What is the Conversion Ratio
The conversion ratio is the number of common shares received at the time of conversion for each convertible security. The higher the ratio, the higher the number of common shares exchanged per convertible security. The conversion ratio is determined at the time the convertible security is issued and has an impact on the relative price of the security.
BREAKING DOWN Conversion Ratio
There are two main types of capital fundraising tools: debt and equity. Debt must be paid back, but it is often cheaper to raise capital by issuing debt than it is equity due to tax considerations. Equity does not need to be paid back, which is helpful in difficult times or when earnings growth is negative. Raising capital with equity relinquishes ownership and ownership brings voting rights. Even though equity takes a back seat to debt in terms of credit, shareholders benefit from share price appreciation when earnings growth is strong. The interest rate paid to debt holders stays the same regardless of earnings performance.

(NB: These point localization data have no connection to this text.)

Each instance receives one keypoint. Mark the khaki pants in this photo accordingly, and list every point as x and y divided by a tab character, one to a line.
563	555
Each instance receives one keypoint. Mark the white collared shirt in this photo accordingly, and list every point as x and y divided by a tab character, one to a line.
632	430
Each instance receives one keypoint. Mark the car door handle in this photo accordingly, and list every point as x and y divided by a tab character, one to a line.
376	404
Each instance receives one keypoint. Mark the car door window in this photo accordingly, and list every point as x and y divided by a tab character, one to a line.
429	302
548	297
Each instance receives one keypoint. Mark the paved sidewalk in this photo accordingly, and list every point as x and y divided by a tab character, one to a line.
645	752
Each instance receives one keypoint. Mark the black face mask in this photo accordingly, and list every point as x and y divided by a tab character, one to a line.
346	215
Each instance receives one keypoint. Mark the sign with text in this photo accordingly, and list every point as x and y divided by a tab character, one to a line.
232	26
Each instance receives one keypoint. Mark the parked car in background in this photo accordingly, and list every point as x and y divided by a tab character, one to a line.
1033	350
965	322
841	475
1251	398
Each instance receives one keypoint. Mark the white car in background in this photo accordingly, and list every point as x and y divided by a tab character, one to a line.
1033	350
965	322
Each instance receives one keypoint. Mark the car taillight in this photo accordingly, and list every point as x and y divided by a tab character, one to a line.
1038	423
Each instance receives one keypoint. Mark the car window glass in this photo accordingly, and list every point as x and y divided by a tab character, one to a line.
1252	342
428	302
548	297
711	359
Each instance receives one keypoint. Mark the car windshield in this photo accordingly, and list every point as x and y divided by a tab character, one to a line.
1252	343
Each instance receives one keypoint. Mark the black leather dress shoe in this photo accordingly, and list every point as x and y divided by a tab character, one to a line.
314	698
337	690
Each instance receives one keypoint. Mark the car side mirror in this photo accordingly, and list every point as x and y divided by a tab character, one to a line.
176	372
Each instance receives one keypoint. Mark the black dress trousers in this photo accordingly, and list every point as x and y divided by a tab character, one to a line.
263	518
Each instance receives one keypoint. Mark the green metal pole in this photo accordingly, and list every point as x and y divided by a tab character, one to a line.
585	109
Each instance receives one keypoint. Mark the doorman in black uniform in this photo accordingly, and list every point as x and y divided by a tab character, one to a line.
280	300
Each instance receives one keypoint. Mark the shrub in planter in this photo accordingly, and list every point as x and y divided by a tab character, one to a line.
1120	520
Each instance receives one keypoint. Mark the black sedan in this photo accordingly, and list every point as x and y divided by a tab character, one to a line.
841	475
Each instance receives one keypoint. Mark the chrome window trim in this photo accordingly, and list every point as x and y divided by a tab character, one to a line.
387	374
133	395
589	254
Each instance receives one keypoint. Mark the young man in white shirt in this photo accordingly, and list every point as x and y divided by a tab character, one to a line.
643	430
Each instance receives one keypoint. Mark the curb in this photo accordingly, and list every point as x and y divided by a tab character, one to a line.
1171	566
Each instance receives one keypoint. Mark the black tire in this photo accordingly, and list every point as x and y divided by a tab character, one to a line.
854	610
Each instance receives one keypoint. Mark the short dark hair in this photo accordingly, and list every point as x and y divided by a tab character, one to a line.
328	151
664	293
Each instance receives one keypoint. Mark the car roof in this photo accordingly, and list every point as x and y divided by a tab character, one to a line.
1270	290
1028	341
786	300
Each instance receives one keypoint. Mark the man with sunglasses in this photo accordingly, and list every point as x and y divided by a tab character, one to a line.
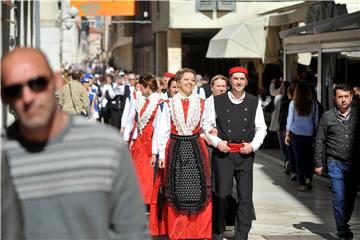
74	178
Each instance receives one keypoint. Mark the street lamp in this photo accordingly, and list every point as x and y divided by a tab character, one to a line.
72	12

Each fundraising method has its advantages and disadvantages. One way investors and companies take advantage of both worlds is with the use of a hybrid security called a convertible. The conversion ratio tells investors how many common shares they get in exchange for a convertible bond or stock. The company sets the conversion ratio and date at the time of issue.
Convertible Debt Example
Convertible debt is a debt hybrid product with an embedded option that allows the holder to convert the debt into equity at some point in the future. The registration statement tells investors the number of shares to be granted. For example, one bond that can be converted to 20 shares of common stock has a 20 to 1 conversion ratio. The conversion ratio can also be found by taking the par value of the bond, which is generally $1,000, and dividing it by the share price. A stock trading for $40 has a conversion ratio equal to $1,000 divided by $40, or 25.

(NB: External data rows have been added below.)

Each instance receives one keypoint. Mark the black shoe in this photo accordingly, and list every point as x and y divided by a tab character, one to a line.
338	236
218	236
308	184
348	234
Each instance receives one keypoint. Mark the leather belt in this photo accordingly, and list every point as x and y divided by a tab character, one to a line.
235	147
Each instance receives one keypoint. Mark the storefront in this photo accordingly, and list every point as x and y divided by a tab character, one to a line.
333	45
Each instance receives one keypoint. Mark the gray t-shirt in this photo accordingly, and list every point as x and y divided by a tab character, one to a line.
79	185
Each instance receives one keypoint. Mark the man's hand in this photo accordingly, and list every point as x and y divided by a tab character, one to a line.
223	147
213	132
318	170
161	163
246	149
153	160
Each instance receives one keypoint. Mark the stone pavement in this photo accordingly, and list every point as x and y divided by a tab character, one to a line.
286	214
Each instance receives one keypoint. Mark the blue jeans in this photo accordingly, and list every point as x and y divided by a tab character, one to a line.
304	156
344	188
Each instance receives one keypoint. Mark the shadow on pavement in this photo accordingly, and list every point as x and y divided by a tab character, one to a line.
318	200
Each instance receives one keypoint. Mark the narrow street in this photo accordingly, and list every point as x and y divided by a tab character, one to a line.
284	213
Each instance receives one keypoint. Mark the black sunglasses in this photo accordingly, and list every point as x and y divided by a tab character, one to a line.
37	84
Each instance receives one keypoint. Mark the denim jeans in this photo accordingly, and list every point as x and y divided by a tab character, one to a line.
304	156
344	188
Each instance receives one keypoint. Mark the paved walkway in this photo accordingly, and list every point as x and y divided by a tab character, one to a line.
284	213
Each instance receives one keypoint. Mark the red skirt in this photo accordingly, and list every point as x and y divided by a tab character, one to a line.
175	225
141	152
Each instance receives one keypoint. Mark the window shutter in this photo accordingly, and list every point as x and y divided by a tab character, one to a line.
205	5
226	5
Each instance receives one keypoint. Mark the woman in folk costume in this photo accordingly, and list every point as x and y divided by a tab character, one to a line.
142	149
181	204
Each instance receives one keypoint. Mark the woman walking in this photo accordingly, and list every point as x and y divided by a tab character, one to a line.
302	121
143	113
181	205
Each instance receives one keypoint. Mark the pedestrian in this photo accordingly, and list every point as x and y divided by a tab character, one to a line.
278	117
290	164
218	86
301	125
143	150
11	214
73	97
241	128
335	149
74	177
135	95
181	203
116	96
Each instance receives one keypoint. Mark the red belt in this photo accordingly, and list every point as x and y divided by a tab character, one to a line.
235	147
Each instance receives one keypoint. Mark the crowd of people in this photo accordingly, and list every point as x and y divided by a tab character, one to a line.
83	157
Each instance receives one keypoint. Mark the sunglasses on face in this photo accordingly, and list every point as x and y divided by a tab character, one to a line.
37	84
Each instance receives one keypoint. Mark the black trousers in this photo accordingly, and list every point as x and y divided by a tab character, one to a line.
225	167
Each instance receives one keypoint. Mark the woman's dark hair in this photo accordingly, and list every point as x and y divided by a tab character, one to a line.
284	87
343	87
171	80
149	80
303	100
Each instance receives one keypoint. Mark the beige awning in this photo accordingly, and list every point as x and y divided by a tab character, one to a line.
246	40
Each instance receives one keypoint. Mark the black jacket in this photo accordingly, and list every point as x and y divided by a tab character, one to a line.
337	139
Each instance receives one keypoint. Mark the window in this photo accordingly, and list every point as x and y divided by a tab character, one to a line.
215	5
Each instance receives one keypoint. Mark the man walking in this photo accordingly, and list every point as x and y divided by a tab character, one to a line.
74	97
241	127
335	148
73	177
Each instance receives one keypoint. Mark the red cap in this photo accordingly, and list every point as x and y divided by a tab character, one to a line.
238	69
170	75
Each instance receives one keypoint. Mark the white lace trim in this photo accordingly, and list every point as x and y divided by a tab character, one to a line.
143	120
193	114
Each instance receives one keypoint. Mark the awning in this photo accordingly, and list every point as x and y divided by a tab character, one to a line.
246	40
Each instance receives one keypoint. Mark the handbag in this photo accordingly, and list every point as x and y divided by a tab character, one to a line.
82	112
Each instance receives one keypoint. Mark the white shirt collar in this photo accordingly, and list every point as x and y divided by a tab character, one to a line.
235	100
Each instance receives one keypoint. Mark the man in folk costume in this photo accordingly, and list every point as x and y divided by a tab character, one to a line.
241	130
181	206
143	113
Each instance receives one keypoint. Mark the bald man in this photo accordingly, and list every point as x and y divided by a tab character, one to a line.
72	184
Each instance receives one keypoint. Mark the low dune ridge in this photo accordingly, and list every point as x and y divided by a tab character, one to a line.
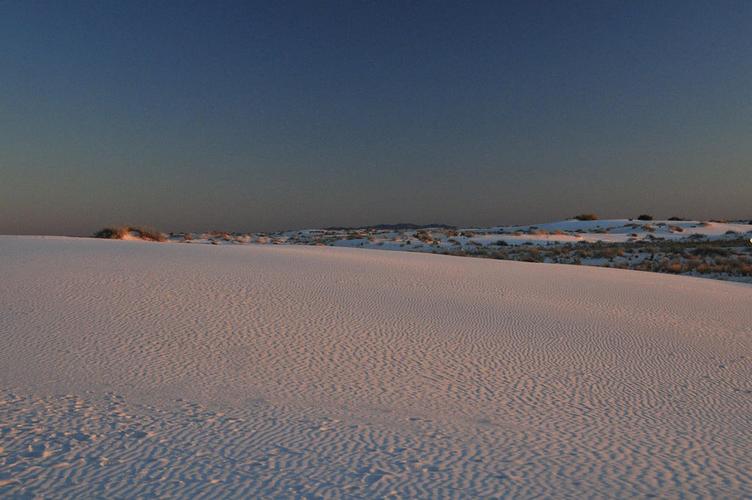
294	371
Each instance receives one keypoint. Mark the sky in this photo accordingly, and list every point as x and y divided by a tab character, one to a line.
262	116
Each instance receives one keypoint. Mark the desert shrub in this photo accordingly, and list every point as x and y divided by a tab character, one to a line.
586	217
424	236
122	232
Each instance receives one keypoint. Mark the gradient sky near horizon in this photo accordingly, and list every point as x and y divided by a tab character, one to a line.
274	115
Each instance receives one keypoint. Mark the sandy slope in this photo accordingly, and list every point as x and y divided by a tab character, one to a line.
131	368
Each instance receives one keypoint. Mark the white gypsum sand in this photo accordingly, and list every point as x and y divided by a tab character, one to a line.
136	369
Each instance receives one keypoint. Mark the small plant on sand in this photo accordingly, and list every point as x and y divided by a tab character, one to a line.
125	232
586	217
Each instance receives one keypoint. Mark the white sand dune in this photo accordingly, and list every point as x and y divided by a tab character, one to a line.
136	369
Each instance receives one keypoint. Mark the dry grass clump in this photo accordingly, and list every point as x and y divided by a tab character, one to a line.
124	232
586	217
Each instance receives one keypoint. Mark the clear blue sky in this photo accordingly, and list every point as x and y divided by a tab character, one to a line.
272	115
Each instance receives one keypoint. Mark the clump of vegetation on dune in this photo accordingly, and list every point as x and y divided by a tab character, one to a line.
126	232
586	217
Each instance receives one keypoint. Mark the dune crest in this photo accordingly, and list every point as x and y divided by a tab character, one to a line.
318	371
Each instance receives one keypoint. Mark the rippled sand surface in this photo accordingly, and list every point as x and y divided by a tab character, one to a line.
135	369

Convertible stock is a hybrid equity product. Preferred stockholders receive a dividend like a bond and rank higher than equity in case of liquidation, but they have no voting rights. Converting to stock gives the preferred shareholder voting rights and allows her to benefit from share price appreciation. For example, if a company issues convertible preferred with a 5% dividend and a conversion ratio of five, it means the investor gets five common shares for each share of preferred shares. If the preferred stock is trading at $100, the conversion break-even price on common shares can be determined by dividing the price by the conversion ratio, which is $20.
In both instances, the conversion ratio drives the price of the convertible.